Was that previous house call 24 hours before yours though? Or had he just arrived from there?


----------



## Guest (Apr 20, 2021)

Here's a sticky on this:

https://www.petforums.co.uk/threads/types-of-cat-aggression-the-signs-and-how-to-combat.115412/


----------



## OrientalSlave (Jan 26, 2012)

As you have been bitten you should take yourself to A&E or similar. NICE guidelines are that cat bites should always be treated with antibiotics.


----------



## Guest (Apr 20, 2021)

Is he eating properly?


----------



## SusieRainbow (Jan 21, 2013)

OrientalSlave said:


> As you have been bitten you should take yourself to A&E or similar. NICE guidelines are that cat bites should always be treated with antibiotics.


OP has been to the walk-in clinic and has antibiotics.


----------



## ForestWomble (May 2, 2013)

I don't have cats myself, but I had problems for years with a neighbours cat attacking me and my dog, I was frightened of that cat and as others have said, your fear is perfectly justified. 
I see you have a vet appointment booked in for next week, which would be the only advice I could think of.
I hope you are able to get some answers and can feel safe around your cat again. Hope your wounds heal soon.


----------



## O2.0 (May 23, 2018)

OrientalSlave said:


> As you have been bitten you should take yourself to A&E or similar. NICE guidelines are that cat bites should always be treated with antibiotics.

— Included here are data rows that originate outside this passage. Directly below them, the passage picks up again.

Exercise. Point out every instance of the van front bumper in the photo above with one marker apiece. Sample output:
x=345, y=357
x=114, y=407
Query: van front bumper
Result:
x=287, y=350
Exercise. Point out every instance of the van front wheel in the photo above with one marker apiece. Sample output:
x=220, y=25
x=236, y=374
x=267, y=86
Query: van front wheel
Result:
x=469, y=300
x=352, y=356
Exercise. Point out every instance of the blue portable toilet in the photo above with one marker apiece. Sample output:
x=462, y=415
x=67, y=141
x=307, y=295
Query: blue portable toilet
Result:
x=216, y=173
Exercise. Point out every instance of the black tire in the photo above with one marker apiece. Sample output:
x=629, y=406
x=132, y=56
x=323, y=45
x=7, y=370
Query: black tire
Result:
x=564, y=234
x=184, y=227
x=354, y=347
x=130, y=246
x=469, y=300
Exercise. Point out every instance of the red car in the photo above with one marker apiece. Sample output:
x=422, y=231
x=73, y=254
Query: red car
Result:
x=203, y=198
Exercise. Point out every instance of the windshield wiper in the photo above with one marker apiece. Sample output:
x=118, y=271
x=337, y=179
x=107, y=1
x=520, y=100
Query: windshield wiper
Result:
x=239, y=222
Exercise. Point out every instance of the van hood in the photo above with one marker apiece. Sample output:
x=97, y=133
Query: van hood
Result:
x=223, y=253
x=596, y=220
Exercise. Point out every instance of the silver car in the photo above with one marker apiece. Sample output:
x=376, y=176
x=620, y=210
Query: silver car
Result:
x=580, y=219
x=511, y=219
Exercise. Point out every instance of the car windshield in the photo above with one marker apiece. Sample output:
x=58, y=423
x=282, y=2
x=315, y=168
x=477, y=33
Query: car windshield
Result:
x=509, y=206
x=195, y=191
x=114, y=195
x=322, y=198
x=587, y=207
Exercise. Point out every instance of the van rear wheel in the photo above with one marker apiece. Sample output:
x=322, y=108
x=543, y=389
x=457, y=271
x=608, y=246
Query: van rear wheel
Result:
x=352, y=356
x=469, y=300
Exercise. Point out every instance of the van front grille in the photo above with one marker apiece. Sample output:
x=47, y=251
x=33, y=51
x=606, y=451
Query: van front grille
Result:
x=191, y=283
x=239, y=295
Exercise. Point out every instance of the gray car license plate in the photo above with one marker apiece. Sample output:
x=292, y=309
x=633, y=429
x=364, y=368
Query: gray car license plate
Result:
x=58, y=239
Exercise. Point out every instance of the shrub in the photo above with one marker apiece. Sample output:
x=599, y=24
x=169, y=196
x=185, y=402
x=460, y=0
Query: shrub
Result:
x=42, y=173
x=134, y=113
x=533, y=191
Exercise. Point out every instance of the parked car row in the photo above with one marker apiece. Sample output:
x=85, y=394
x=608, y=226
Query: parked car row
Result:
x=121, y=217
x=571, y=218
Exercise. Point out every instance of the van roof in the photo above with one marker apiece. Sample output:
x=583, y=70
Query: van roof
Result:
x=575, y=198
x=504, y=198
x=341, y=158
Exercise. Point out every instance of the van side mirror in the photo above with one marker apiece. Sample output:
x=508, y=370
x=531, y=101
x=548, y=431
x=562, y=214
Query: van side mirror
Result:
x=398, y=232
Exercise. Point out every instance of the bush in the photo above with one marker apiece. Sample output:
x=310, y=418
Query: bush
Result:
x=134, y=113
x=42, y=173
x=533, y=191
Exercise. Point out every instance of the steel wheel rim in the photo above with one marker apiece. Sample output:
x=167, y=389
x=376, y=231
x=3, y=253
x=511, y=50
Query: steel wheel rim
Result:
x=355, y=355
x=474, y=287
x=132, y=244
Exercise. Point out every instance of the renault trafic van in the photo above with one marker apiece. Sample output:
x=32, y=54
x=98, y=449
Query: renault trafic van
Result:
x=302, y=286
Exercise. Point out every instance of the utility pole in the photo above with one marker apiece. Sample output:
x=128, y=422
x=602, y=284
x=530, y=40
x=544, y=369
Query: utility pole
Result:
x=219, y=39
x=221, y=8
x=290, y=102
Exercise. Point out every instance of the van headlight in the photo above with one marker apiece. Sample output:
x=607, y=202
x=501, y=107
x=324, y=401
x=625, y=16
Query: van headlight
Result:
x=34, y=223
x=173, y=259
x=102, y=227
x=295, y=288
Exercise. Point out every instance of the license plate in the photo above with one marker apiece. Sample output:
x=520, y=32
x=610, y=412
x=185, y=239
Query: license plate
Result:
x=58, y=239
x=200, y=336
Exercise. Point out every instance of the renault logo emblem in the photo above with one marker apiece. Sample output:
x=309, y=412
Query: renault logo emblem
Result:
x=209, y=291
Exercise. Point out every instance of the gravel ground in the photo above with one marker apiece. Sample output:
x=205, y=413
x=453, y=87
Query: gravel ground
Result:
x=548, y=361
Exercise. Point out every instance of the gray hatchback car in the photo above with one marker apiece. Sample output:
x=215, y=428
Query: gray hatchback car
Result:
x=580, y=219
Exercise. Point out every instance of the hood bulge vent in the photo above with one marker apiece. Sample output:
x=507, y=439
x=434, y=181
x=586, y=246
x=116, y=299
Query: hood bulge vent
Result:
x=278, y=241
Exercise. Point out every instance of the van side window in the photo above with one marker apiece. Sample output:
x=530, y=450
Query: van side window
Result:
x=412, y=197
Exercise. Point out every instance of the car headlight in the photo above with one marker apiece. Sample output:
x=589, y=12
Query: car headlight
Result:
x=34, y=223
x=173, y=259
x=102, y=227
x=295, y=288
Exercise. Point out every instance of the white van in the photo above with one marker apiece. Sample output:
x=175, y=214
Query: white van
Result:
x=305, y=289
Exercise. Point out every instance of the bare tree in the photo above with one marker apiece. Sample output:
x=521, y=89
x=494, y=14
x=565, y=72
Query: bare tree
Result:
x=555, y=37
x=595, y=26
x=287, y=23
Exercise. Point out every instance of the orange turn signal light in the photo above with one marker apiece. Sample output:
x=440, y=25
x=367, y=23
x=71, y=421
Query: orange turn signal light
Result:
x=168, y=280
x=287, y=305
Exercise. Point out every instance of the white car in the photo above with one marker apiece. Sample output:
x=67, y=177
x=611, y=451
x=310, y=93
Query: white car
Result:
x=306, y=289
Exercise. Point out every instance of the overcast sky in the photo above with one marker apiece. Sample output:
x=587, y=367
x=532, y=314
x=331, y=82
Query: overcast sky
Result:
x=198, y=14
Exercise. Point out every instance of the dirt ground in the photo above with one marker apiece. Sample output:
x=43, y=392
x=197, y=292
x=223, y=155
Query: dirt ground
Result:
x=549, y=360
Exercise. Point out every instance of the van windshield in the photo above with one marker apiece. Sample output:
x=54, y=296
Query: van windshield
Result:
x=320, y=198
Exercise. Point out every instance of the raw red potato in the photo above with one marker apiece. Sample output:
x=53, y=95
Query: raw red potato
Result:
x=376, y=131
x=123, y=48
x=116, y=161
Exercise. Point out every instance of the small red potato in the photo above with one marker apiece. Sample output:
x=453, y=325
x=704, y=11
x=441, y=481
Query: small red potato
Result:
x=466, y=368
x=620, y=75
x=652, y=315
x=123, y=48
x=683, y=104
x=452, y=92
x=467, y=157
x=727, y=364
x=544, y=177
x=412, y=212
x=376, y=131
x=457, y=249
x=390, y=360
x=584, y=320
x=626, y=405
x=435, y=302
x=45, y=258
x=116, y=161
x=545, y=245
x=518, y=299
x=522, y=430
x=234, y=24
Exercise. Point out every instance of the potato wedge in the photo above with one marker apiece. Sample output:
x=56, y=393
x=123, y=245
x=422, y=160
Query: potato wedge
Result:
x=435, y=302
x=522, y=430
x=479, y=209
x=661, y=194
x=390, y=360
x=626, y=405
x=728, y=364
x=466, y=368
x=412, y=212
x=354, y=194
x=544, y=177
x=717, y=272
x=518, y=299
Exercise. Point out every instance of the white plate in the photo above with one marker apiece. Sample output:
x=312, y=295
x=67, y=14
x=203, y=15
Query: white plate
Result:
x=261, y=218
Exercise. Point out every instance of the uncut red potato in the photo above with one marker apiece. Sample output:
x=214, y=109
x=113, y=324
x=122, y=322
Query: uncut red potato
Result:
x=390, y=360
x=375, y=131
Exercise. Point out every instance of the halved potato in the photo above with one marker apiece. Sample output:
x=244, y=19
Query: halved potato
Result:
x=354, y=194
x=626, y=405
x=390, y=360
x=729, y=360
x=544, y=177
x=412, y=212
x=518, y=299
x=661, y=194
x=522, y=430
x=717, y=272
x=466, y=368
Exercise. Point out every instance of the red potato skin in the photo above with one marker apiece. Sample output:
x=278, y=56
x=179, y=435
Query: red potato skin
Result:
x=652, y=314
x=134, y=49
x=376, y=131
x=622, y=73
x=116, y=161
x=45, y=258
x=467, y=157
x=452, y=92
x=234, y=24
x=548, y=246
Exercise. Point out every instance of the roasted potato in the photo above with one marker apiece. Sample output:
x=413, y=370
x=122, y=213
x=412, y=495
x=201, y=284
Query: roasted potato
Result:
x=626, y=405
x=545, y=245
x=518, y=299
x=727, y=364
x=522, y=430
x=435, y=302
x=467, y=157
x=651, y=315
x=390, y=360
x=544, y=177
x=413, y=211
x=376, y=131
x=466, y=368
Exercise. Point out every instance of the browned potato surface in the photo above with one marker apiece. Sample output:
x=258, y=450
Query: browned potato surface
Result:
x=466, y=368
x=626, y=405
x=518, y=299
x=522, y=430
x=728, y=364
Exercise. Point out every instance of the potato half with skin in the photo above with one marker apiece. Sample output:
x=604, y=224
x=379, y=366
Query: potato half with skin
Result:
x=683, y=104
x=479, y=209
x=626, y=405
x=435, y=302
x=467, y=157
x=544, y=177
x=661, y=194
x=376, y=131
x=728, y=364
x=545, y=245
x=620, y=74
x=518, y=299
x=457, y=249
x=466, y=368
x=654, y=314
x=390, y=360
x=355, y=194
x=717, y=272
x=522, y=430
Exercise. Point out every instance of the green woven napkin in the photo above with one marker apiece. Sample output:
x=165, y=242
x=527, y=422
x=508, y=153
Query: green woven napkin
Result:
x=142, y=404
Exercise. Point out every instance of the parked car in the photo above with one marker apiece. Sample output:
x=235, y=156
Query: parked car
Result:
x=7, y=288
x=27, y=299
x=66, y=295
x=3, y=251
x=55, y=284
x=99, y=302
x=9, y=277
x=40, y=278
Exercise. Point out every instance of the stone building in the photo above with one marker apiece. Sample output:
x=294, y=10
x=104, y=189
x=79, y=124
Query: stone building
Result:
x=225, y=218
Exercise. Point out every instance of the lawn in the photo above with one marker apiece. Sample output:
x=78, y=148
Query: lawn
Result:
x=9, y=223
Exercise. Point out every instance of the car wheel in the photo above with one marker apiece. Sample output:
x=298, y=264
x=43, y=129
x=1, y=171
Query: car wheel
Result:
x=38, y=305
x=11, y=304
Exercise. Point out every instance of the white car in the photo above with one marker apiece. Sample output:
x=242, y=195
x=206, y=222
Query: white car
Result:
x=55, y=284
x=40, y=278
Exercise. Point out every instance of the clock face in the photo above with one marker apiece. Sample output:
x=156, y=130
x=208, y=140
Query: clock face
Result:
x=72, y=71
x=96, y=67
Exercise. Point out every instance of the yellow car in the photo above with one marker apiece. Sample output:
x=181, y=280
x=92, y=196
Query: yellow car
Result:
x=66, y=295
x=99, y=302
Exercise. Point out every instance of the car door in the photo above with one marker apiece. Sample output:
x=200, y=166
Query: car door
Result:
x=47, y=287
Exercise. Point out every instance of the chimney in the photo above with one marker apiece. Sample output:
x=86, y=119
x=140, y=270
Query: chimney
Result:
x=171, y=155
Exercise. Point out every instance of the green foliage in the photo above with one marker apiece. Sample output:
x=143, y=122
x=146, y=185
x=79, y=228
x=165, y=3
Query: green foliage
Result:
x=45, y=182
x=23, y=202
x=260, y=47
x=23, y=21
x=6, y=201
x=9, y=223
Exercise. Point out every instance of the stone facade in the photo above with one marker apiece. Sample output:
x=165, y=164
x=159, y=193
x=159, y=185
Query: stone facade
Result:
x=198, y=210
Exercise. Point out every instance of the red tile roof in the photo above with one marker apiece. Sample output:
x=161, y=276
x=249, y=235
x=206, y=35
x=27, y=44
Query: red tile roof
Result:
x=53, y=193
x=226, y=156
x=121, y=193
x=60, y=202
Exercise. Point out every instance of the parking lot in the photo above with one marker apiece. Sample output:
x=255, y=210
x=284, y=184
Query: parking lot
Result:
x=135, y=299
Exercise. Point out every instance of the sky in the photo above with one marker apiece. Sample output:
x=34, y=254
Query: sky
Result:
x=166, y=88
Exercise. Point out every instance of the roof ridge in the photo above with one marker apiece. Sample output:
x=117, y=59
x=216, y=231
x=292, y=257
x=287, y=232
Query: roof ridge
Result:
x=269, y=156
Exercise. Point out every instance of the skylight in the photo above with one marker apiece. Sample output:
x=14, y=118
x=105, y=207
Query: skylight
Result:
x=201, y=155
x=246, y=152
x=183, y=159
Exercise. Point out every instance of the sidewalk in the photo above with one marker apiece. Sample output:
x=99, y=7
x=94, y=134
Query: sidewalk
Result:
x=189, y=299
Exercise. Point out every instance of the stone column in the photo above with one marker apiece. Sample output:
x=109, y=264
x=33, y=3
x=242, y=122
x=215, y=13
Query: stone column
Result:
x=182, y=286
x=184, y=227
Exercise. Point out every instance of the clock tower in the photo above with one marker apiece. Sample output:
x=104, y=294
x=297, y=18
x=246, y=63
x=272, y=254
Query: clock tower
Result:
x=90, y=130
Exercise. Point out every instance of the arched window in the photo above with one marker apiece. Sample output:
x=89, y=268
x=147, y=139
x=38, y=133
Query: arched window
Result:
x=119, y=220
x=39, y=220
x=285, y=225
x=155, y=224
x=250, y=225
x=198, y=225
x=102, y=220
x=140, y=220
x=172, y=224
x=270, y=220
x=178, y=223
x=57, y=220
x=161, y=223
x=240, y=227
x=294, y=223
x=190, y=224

Yes, OP did say they got antibiotics, but it's a good idea to emphasize that cat bites and deep scratches should be treated with ABs. I've had cat scratch fever and it was not fun. I've also dealt with cellulitis from a (I thought) mild cat scratch.

@purple tisha I don't blame you at all for being frightened and worried about your young children.
The first order of business is a thorough vet check to make sure there aren't any medical issues going on causing or making this worse.

Unpredictable aggression is very hard to deal with, and I agree, this needs to be addressed with a professional. In the meantime I would also discuss calming supplements/medications with your vet, I'd be careful with plug-ins as some can amp the cat up more.

If there is any way to keep the cat and children separated without causing undue stress on the cat, I would do that too. Certainly I would never leave the cat and children alone together.


----------



## purple tisha (Feb 22, 2014)

Thank you so much all of you who have taken the time to read and respond, I know that was a long one! Today he's acting completely normally, still nervous of sudden sounds or big objects moving around as he always has been, but appears relaxed at times, and is purring and giving head rubs when I put my hand to him. As far as I can tell he's eating normally, doesn't seem to be in any pain, his fur and eyes look healthy etc so I've no reason to believe he's unwell, but I'm waiting on the vet check to confirm. I've also heard back from the rescue and they've recommended a cat behaviourist who we need to ask the vet to refer us to, so we'll do that when we take him as well. I know it might not be helpful to assign human difficulties to cats, but the more I think about it the more I wonder if he might have a cat-version of PTSD. I've always thought of him as being a nervous boy generally, but think he could be showing signs of hypervigilance as even when he's sitting down and looks quite relaxed, his ears are always moving around listening to all the little sounds, and he startles easily. We know very little about his first 14 weeks before he was taken in by the rescue, but I believe he lived in a house with children and a dog, and as I mentioned his sister had an unexplained fracture.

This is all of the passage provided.